7. Though not cited by either of the parties, we may advert in this context to a ruling of the Supreme Court in the case of Corporation of the City of Nagpur, Civil Lines, Nagpur and another Ramachandra and Ors., reported in (1981) 2 Supreme Court cases 714 wherein the Supreme Court has observed : "Normally where the accused is acquitted honourably and completely exonerated of the charges it would not be expedient to continue a departmental enquiry on the very same charges or grounds or evidence, but the fact remains however, that merely because the accused is acquitted, the power of the authority concerned to continue the departmental enquiry is not taken away nor is its direction any way fettered." Indeed in the above Supreme Court case, notwithstanding the acquittal of the accused in the Criminal Court, the Supreme Court held that continuation of the departmental enquiry is clearly permissible under law. As has been rightly observed in a number of judicial pronouncements, the raison d'etre of the whole issue is that departmental proceedings cannot be continued on the same identical evidence and for the same charge on which a Criminal Court has, on merits, rendered a verdict of acquittal.
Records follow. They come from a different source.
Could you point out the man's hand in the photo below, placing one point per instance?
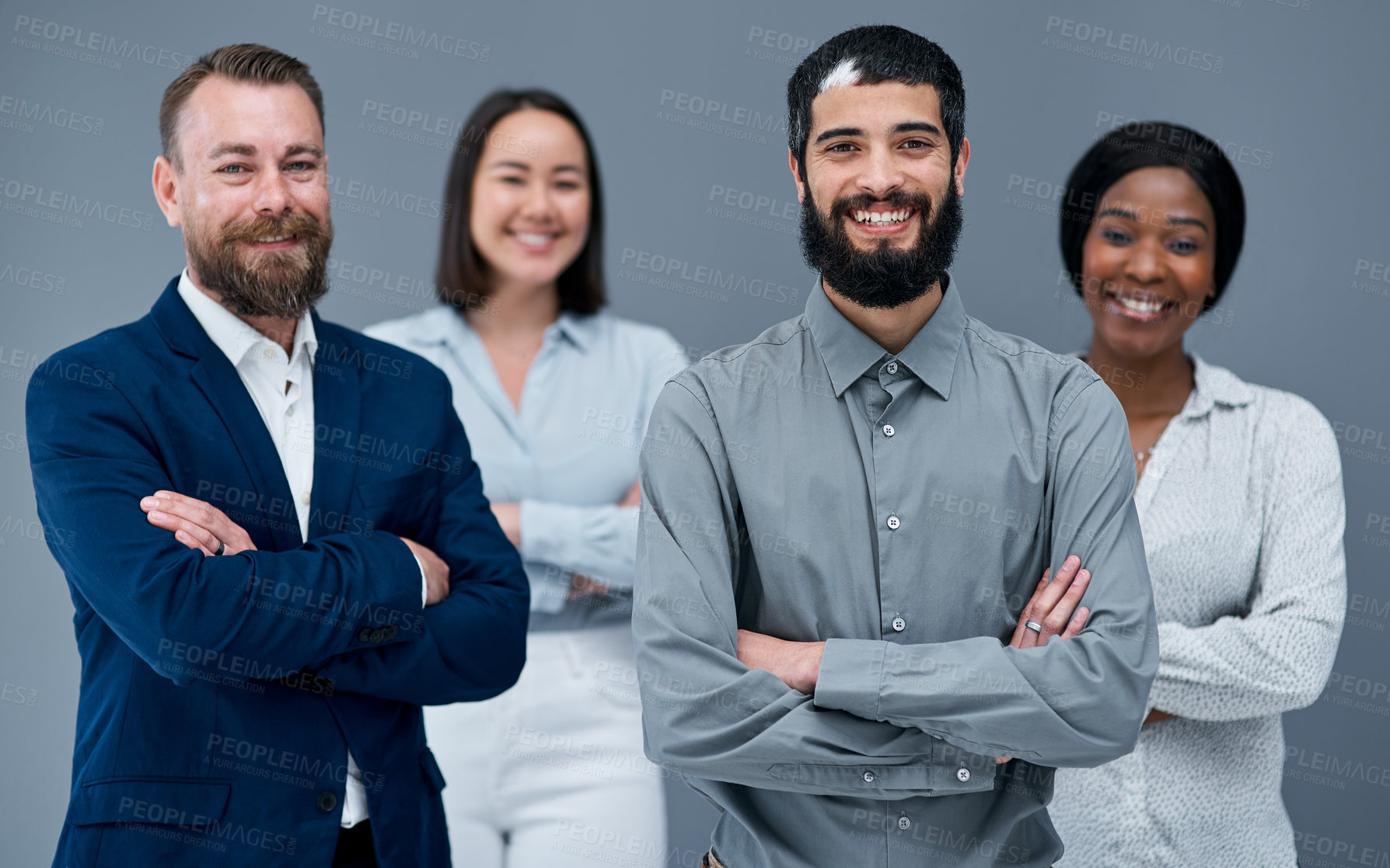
(1053, 606)
(509, 515)
(437, 573)
(197, 522)
(795, 663)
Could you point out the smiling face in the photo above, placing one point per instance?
(252, 196)
(1147, 261)
(530, 215)
(882, 200)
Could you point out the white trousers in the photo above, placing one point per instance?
(552, 774)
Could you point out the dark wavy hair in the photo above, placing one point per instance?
(459, 277)
(878, 53)
(1144, 145)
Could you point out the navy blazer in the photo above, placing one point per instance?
(220, 695)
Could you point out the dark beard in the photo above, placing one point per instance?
(885, 277)
(282, 284)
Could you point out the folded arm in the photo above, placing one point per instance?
(1278, 656)
(1068, 703)
(473, 643)
(707, 714)
(93, 458)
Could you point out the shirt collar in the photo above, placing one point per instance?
(232, 335)
(446, 326)
(1215, 385)
(848, 353)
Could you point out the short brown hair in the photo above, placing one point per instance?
(241, 63)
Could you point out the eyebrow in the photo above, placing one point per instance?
(901, 128)
(1172, 221)
(513, 164)
(249, 150)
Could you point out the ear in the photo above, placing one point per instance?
(167, 192)
(795, 176)
(962, 160)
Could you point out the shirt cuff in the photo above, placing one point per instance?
(424, 584)
(851, 677)
(550, 531)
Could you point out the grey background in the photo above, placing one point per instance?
(1298, 102)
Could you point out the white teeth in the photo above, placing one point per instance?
(1139, 306)
(882, 217)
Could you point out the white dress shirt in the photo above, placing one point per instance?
(282, 389)
(1243, 513)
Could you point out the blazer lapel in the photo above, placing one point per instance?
(222, 388)
(337, 428)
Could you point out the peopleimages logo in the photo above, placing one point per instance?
(89, 46)
(1125, 49)
(391, 37)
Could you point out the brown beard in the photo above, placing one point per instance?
(281, 284)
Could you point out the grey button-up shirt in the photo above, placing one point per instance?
(811, 486)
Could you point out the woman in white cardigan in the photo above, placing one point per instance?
(1242, 506)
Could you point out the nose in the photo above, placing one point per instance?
(882, 174)
(271, 195)
(538, 204)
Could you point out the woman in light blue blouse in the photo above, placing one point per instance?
(554, 395)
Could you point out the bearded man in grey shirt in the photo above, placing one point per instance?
(843, 518)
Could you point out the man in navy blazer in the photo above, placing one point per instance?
(263, 600)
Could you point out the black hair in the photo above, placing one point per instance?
(459, 277)
(1144, 145)
(878, 53)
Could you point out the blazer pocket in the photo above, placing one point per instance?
(190, 802)
(400, 489)
(431, 770)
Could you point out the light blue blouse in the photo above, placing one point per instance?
(569, 455)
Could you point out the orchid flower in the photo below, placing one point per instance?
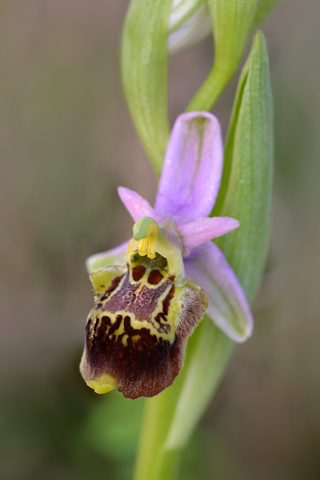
(151, 292)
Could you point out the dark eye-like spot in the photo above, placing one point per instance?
(155, 277)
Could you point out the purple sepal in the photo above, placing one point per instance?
(228, 306)
(192, 167)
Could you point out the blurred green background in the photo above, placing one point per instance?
(66, 143)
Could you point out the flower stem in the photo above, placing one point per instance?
(171, 416)
(212, 88)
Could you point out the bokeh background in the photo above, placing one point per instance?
(66, 143)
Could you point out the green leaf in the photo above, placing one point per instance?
(171, 416)
(263, 8)
(232, 22)
(144, 73)
(246, 189)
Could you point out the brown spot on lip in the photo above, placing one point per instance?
(155, 277)
(167, 300)
(138, 272)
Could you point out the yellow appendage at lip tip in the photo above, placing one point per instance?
(104, 384)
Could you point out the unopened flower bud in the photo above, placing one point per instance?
(189, 23)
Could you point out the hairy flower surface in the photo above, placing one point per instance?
(151, 292)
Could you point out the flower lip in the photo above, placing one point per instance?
(144, 312)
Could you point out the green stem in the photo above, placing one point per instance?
(211, 89)
(171, 416)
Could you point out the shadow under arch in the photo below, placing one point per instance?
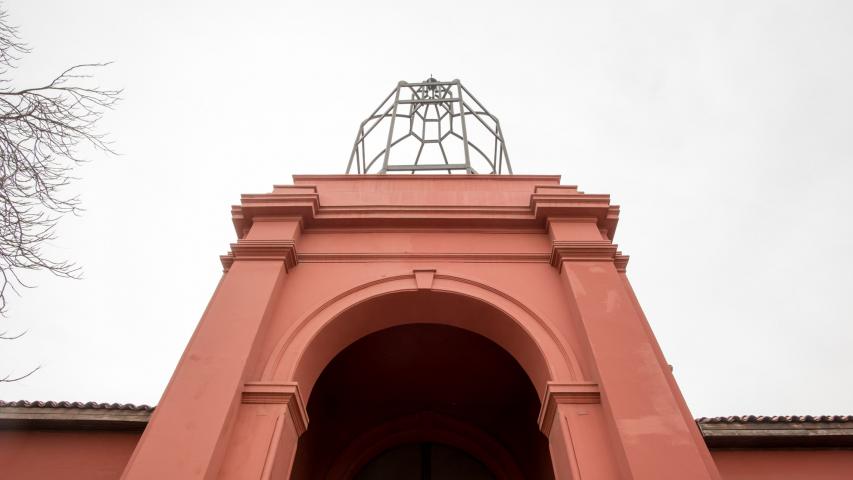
(316, 338)
(420, 427)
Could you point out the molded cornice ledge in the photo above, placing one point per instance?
(260, 250)
(586, 251)
(569, 203)
(302, 202)
(279, 394)
(565, 393)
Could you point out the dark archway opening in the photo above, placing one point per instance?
(424, 461)
(386, 396)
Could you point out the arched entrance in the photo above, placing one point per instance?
(428, 398)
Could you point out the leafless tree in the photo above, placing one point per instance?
(41, 129)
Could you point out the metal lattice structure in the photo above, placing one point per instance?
(430, 126)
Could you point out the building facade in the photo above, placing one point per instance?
(422, 326)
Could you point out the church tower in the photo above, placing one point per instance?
(428, 315)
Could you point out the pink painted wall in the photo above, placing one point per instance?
(784, 464)
(64, 454)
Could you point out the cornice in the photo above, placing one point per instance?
(584, 251)
(421, 177)
(439, 257)
(278, 394)
(303, 201)
(565, 393)
(261, 250)
(621, 262)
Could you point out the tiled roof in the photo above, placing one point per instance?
(86, 405)
(747, 431)
(777, 419)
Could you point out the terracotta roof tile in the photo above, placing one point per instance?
(87, 405)
(777, 419)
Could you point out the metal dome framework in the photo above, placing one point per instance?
(443, 117)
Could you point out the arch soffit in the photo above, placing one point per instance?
(290, 351)
(425, 427)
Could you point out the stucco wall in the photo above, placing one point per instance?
(784, 464)
(65, 454)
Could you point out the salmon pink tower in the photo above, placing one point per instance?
(429, 315)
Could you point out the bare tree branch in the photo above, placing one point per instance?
(41, 128)
(9, 378)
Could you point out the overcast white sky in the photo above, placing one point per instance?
(724, 130)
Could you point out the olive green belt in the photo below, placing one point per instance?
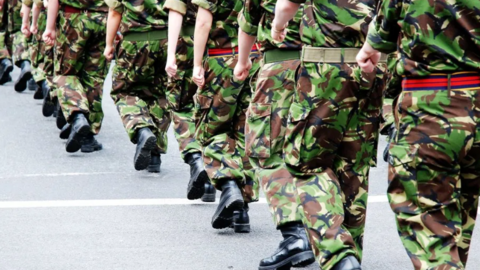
(187, 31)
(280, 55)
(333, 55)
(146, 36)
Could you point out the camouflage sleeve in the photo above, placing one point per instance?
(115, 5)
(210, 5)
(179, 6)
(249, 17)
(384, 29)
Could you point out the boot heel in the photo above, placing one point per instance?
(241, 228)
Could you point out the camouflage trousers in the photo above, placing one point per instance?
(220, 108)
(330, 144)
(80, 66)
(434, 175)
(139, 83)
(180, 92)
(39, 51)
(265, 133)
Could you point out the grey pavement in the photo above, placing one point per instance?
(35, 167)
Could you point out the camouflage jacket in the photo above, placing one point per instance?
(336, 23)
(92, 5)
(184, 7)
(224, 33)
(140, 15)
(436, 36)
(256, 18)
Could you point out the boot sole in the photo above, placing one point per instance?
(142, 159)
(224, 218)
(21, 83)
(5, 76)
(241, 228)
(208, 197)
(75, 143)
(196, 186)
(298, 260)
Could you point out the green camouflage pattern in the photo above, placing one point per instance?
(80, 67)
(91, 5)
(434, 180)
(433, 38)
(180, 92)
(256, 18)
(139, 83)
(140, 15)
(330, 145)
(224, 33)
(220, 108)
(336, 23)
(265, 133)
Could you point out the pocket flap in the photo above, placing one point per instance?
(402, 154)
(258, 110)
(298, 112)
(203, 102)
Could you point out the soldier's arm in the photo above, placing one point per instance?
(248, 20)
(285, 10)
(49, 35)
(177, 9)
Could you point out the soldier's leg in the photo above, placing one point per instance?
(265, 132)
(325, 101)
(180, 92)
(435, 133)
(22, 60)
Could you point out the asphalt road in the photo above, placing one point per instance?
(94, 211)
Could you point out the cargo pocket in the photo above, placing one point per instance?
(258, 130)
(202, 107)
(295, 136)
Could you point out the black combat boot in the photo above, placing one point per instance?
(25, 75)
(90, 144)
(155, 162)
(231, 200)
(61, 121)
(210, 192)
(48, 107)
(79, 133)
(293, 251)
(65, 132)
(348, 263)
(198, 176)
(6, 67)
(146, 142)
(241, 220)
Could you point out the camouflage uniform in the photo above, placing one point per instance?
(222, 103)
(139, 77)
(268, 111)
(81, 68)
(332, 132)
(434, 179)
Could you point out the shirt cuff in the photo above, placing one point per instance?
(206, 5)
(176, 5)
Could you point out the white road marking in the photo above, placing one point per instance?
(124, 202)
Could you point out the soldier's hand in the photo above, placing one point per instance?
(242, 70)
(109, 52)
(199, 76)
(171, 66)
(49, 36)
(278, 33)
(33, 29)
(368, 58)
(26, 31)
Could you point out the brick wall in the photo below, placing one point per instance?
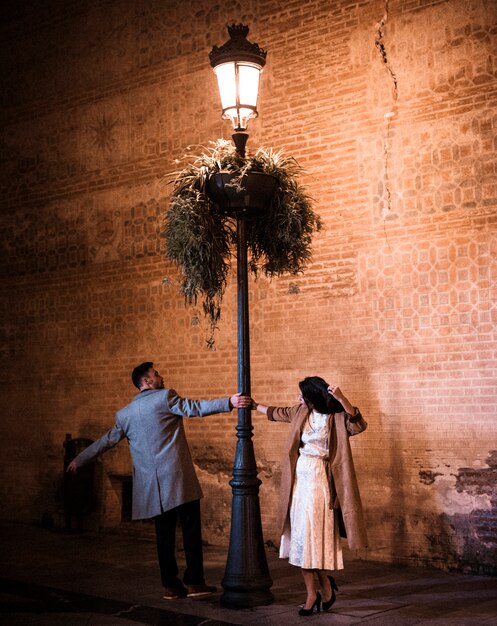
(390, 107)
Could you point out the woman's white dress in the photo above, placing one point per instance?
(313, 539)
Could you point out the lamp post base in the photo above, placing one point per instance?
(246, 579)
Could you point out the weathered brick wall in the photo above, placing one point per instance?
(390, 107)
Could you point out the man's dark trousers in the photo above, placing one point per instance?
(165, 528)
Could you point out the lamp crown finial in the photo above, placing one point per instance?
(238, 48)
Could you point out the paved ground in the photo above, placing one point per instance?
(51, 578)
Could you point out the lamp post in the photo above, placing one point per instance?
(237, 65)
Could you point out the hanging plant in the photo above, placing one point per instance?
(200, 236)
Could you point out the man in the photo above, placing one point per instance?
(165, 484)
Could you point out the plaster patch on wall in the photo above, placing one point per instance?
(427, 477)
(454, 500)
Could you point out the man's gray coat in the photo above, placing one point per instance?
(163, 473)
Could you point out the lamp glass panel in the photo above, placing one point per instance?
(248, 84)
(226, 80)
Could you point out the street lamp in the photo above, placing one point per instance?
(237, 65)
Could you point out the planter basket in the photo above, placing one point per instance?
(242, 196)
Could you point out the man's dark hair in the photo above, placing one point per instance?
(139, 372)
(315, 393)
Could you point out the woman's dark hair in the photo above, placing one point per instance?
(315, 393)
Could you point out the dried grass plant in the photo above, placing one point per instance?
(200, 238)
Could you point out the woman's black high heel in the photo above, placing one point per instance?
(329, 603)
(317, 604)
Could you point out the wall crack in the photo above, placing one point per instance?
(389, 115)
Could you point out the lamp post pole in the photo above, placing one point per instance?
(246, 579)
(237, 65)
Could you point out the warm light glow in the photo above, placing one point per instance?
(238, 87)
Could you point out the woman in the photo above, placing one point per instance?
(319, 493)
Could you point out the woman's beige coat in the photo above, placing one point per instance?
(341, 473)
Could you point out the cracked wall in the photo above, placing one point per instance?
(390, 108)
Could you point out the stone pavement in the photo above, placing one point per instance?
(55, 578)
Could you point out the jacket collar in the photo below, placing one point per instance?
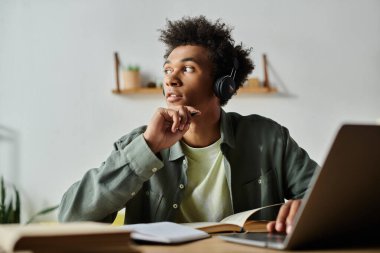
(226, 131)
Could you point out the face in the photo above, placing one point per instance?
(188, 77)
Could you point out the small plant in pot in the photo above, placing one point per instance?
(10, 205)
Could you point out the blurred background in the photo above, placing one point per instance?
(59, 118)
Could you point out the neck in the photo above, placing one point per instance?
(204, 129)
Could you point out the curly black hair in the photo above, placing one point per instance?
(216, 38)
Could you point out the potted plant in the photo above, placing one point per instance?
(10, 205)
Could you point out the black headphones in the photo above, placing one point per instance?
(225, 86)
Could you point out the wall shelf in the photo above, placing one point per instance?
(258, 87)
(242, 90)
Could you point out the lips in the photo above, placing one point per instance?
(173, 97)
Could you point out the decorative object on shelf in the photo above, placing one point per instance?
(133, 86)
(131, 77)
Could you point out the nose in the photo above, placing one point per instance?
(173, 80)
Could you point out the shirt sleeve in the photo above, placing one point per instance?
(103, 191)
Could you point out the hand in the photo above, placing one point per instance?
(285, 217)
(168, 126)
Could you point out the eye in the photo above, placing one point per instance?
(189, 69)
(168, 71)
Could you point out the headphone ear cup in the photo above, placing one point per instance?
(224, 87)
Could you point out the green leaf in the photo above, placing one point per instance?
(44, 211)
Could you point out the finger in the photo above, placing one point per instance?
(281, 217)
(174, 115)
(292, 213)
(271, 226)
(184, 117)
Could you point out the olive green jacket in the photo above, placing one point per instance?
(263, 164)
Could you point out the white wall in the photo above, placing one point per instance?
(58, 116)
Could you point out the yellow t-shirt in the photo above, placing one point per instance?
(206, 196)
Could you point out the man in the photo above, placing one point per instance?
(195, 162)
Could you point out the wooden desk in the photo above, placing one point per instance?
(214, 245)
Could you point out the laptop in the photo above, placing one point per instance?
(342, 204)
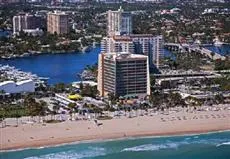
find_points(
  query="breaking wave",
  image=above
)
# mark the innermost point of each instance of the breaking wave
(151, 147)
(175, 145)
(91, 152)
(224, 143)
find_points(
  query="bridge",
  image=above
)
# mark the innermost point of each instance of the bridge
(194, 48)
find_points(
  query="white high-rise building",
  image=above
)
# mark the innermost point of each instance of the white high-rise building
(158, 50)
(57, 22)
(123, 74)
(24, 21)
(145, 44)
(119, 22)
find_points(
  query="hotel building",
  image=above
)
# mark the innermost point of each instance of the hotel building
(119, 22)
(145, 44)
(57, 22)
(123, 74)
(24, 21)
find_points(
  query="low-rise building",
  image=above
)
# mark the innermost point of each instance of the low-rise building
(17, 87)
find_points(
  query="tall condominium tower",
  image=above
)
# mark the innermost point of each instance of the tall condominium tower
(119, 22)
(57, 22)
(123, 74)
(24, 21)
(146, 44)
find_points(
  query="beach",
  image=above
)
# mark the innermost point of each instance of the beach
(40, 135)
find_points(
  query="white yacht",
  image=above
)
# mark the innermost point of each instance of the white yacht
(217, 42)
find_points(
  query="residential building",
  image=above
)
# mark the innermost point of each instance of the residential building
(123, 74)
(57, 22)
(17, 87)
(146, 44)
(117, 44)
(119, 22)
(24, 21)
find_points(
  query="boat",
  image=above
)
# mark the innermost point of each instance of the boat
(87, 49)
(217, 42)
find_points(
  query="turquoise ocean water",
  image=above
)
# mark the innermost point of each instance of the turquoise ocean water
(205, 146)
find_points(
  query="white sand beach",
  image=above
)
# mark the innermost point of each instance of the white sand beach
(36, 135)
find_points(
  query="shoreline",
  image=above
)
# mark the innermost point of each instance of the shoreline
(73, 132)
(48, 52)
(95, 140)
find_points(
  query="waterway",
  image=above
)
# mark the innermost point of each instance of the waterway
(57, 67)
(65, 67)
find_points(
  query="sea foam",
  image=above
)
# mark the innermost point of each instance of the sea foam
(152, 147)
(224, 143)
(91, 152)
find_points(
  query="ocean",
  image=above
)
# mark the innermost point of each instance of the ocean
(65, 67)
(204, 146)
(58, 67)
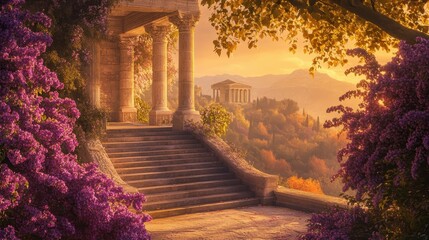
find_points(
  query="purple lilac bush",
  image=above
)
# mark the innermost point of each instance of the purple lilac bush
(387, 159)
(44, 192)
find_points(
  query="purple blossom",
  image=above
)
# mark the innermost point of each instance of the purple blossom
(387, 159)
(44, 192)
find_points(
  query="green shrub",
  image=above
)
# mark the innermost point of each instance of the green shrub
(216, 119)
(143, 109)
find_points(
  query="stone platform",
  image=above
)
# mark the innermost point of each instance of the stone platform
(249, 223)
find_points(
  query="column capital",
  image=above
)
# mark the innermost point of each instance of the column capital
(158, 33)
(126, 42)
(184, 22)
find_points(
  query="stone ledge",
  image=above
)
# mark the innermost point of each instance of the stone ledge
(94, 152)
(305, 201)
(262, 184)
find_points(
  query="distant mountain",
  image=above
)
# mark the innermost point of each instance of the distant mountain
(315, 95)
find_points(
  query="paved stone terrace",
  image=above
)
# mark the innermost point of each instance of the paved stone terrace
(250, 223)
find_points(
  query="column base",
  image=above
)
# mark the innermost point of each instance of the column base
(180, 118)
(160, 117)
(128, 114)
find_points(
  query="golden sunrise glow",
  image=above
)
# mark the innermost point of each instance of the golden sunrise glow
(269, 57)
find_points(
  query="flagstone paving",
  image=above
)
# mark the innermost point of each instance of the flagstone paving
(259, 222)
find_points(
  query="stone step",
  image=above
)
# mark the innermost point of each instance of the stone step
(133, 129)
(155, 152)
(162, 162)
(203, 207)
(151, 198)
(172, 174)
(115, 145)
(167, 168)
(174, 203)
(144, 183)
(146, 138)
(142, 133)
(189, 186)
(154, 148)
(161, 157)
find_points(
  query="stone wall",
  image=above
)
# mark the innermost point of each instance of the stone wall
(305, 201)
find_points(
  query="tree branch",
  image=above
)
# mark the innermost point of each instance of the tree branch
(385, 23)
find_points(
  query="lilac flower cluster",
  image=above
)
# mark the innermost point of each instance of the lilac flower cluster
(340, 224)
(387, 158)
(44, 192)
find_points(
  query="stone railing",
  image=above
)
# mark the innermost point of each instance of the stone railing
(305, 201)
(262, 184)
(93, 151)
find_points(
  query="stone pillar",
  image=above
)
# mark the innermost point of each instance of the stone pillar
(94, 86)
(160, 114)
(127, 111)
(186, 109)
(249, 95)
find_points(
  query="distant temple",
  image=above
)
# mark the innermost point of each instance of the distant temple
(229, 91)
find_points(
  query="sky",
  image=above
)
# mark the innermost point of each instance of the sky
(269, 57)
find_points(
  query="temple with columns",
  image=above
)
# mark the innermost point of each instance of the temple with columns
(111, 83)
(229, 91)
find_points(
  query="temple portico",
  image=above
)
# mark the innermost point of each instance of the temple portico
(111, 85)
(229, 91)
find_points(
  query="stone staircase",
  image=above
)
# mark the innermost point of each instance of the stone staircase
(174, 170)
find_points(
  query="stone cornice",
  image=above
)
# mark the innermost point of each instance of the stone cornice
(158, 32)
(126, 42)
(184, 21)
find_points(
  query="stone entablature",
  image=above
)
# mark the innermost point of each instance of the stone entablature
(229, 91)
(111, 85)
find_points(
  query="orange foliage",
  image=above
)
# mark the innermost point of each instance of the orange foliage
(307, 185)
(272, 164)
(318, 166)
(262, 131)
8. The Tribunal, in its order has adverted to a Division Bench ruling of the Madras High Court in Criminal Revision Case No. 206 of 1976, Criminal Revision Petition No. 204 of 1976 in Assistant Collector of Customs, Preventive Department, Custom House, Madras v. Misrimal and Shah Monmal Misrimal and has taken the view that an order of acquittal would not render negatory or inoperative a valid order of confiscation by a competent adjudicating authority. It would look incongruous if an order of confiscation would remain intact notwithstanding an order of acquittal by a Criminal Court but personal penalty alone would get automatically set aside. Such a proposition of law, in our opinion, is clearly mis-conceived. At any rate, no questions touching the same at all arise under the order of the Tribunal meriting a reference to the High Court.
9. We, therefore, find that no question of law arises out of the order of the Tribunal for reference under Section 130(1) of the Act.
Accordingly, we dismiss the application.